The reason for the elaborate jointing I suspect is hinted at in the
Spring 2001 issue of the "Eavesdropper" in an article by Alan Bayford
reporting Andrew Moore's talk on the Management and Conversion of
Timber for Buildings. He describes how timber twists as the material
dries and this locks mortice and tenon joints together. This is correct
as far as it goes, but I believe the real reason for the elaborate
joints is to prevent the timber framing from twisting and turning out
of line while this shrinkage takes place; the locking together of the
joints is a way of achieving this. Some of the timber members then end
up seemingly oversized simply because they are sized to allow the
construction of the complex torsion resisting joints rather than simply
to bear the loads applied to them.
(see Fig 5 showing a traditional torsion resisting rafter / plate joint
and Fig 6 showing the equivalent modern detail).
Traditional rafter/ wall plate joint.
dovetail on the underside of the rafter allows compressive force in
rafter to be transferred into the wall plate and provides torsional
restraint to the rafter.
House at Fressingfield.
Diagram Photo of
typical modern cut roof rafter / plate joint - rafters are notched over
the top of plate with no torsional restraint.
Structural Engineers know that when designing for instance timber roof
trusses, the critical thing is to get the joints right, and often if
there is enough timber to adequately form the joints the remainder of
the structure will be satisfactory.
I was recently asked to look at a failed jettied gable built onto a
house around the 1950s. Here a large oak beam spanned between two
concrete brackets and a blockwork wall of about 5 metres height was
built off it.
The oak beam had twisted by at least 10 degrees over its length and the
twist was sufficient to lift the beam at one end, so it was bearing on
one corner on the supporting brackets rather than bearing on edge, in
spite of the weight of blockwork on top of it.

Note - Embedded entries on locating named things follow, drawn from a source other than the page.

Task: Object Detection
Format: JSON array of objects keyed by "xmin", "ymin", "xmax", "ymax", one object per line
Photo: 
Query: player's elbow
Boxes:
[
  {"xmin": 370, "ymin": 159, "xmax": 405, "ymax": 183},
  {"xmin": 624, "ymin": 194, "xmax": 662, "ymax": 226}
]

This gives some idea of the forces within the timber twisting it, which
have to be resisted by the framing joints.
Certainly when you look at the traditional joints - mortice and tenon,
lap dovetail, the splice joints used in wall plates, they are all
torsionally stiff i.e. they are able to resist this twisting effect.
It would be interesting in due course to examine the function of each
joint in detail and hopefully a later article will attempt this.
Of course resisting shrinkage and twist is not the only function of the
joints in traditional timber framing, they also transfer loading
through the frame and help tie it together against loads including wind
loading and outward thrust from roofs.
What are the lessons to be learnt from this? Firstly, as well as the
beauty and historic interest to timber framing there is also a
The elegant and appropriate use of the materials available, and the
craft tradition refined over many hundreds of years gave elegance and
intelligence to the way timber was turned into buildings. What at first
appears a heavy handed way of using oak turns out to be far from this.
Secondly, when repairing timber framing, the repairs (especially if in
green oak) need to respect the way the building works as a structural
frame, and to be jointed in such a way as to lock together with the
remainder of the framing and not allow it to subsequently distort, or
twist off line as the green oak dries out. This is where a Structural
Engineer's knowledge of the way timber behaves when loaded and how
frames work can be put to good use in helping to produce appropriate
repairs to existing timber framed buildings - or, for that matter, help
in building new ones in the traditional manner (fig 7).